Still, an effort from two players simply won’t be enough to secure the deal. There’s no confirming that Walker will play significant minutes, but if he does, the 20-year-old should be focused on making his name on the defensive end. Anyone who watched him through the Summer League knows that Walker is capable of great things as a scorer, but his lengthy frame and immense bounce make him a prime candidate to defend positions one-through-three.
The same concepts apply in the front court. Players like Aldridge, Carroll and Rudy Gay need to be more aware of their surroundings and play aggressively on the ball to ensure the steal rate increases from last season to the next. Gay has grown tremendously as both an on and off-ball defender since coming to San Antonio and his passion for the game drives him to continue learning. Because of this, Gay could very well improve his concentration on defense to put up some greater statistics in related categories.
The most underrated of San Antonio’s athletes is Jakob Poeltl, but not in the traditional sense. Utilizing his massive frame at seven-feet-tall with a 7-foot-1 wingspan, the 23-year-old showed off his upside as a physical defender in the postseason against Nikola Jokic. He’s not light on his feet whatsoever, but Poeltl is a force to be reckoned with near the basket.
When channeled correctly, improved athleticism leads to stronger close outs on jump shooters and an increase in defensive counting stats.

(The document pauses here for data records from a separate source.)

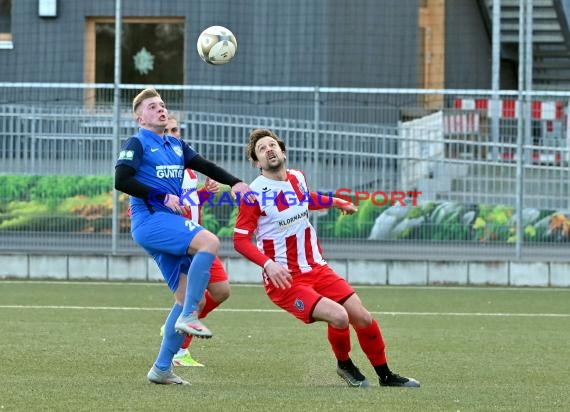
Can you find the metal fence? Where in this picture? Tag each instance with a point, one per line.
(481, 164)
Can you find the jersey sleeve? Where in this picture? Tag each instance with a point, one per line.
(131, 153)
(189, 153)
(246, 223)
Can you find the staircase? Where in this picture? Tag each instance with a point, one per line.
(551, 40)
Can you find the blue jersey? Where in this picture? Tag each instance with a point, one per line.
(159, 163)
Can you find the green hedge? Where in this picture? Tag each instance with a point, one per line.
(84, 204)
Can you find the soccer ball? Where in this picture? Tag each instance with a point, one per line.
(217, 45)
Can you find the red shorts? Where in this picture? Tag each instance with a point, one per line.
(217, 272)
(306, 291)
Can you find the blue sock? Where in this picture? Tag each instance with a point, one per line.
(171, 340)
(198, 278)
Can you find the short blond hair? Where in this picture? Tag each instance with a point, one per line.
(145, 94)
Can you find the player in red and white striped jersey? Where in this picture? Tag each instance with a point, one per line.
(296, 276)
(218, 289)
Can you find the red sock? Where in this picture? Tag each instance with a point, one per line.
(340, 342)
(372, 343)
(209, 306)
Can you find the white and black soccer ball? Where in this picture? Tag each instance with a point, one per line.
(217, 45)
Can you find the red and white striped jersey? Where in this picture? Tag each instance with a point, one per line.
(190, 183)
(280, 222)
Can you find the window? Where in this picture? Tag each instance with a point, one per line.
(152, 52)
(5, 24)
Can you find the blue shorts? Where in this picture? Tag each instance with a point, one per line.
(166, 237)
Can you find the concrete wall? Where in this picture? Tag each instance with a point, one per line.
(335, 43)
(357, 272)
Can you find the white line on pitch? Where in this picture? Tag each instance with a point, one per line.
(249, 285)
(526, 315)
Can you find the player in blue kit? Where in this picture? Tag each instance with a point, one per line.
(150, 169)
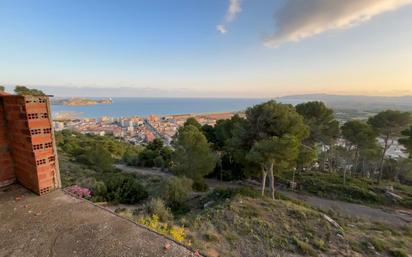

Next: Applying ferocity in the paint
Applying ferocity in the paint
Last season’s Spurs did a solid job of defending the interior, as shown by their 46.6 points allowed in the paint per contest which ranked sixth in the league. This was due in large part to the tandem of Aldridge and Poeltl asserting their dominance on the low block.
By pivoting in and around the painted area, Poeltl altered shots frequently last season. He understands the confines of his role and executes it nicely – anchoring the middle of the floor so his teammates on the perimeter have a better chance to lock in on shooters. Operating under the assumption that the Spurs will keep one of Poeltl or Aldridge at the center position for the majority of each game, Pop will rely on these two to apply vigor in the paint.
In order to make this work, the duo needs to keep out of foul trouble. It’s rare to see LaMarcus foul out of a game, but Poeltl is much more likely to commit shooting fouls because of his physical nature – Aldridge relies more on finesse and timing. Because of the shooting foul concerns, weak-side defenders at the small forward position need to keep aware of their surroundings because they’ll have plenty of chances to assist in locking down the paint by swooping in for unsuspecting blocks and shot contests.
All eyes are on DeRozan, Gay and Carroll. As the suspected small forward, along with Lonnie once his time comes, this trio must remain aware of their surroundings and anticipate the motions of their matchups. For as much of the responsibility lays on the shoulders of San Antonio’s bigs, denying shots in the paint is a team-effort.
For as much help as DeRozan provided to the Spurs’ season, this is one area where San Antonio missed Danny Green last year. He’s always had a knack for sticking with players as they cut to the basket, blocking a few shots along the way. Improved shot blocking and awareness from DeRozan would do dividends for the Spurs’ defensive growth next season.
It’s going to take improved concentration and a heap of team chemistry to get the job done, but the Spurs have a serious opportunity to return to their top-notch defensive ways real soon.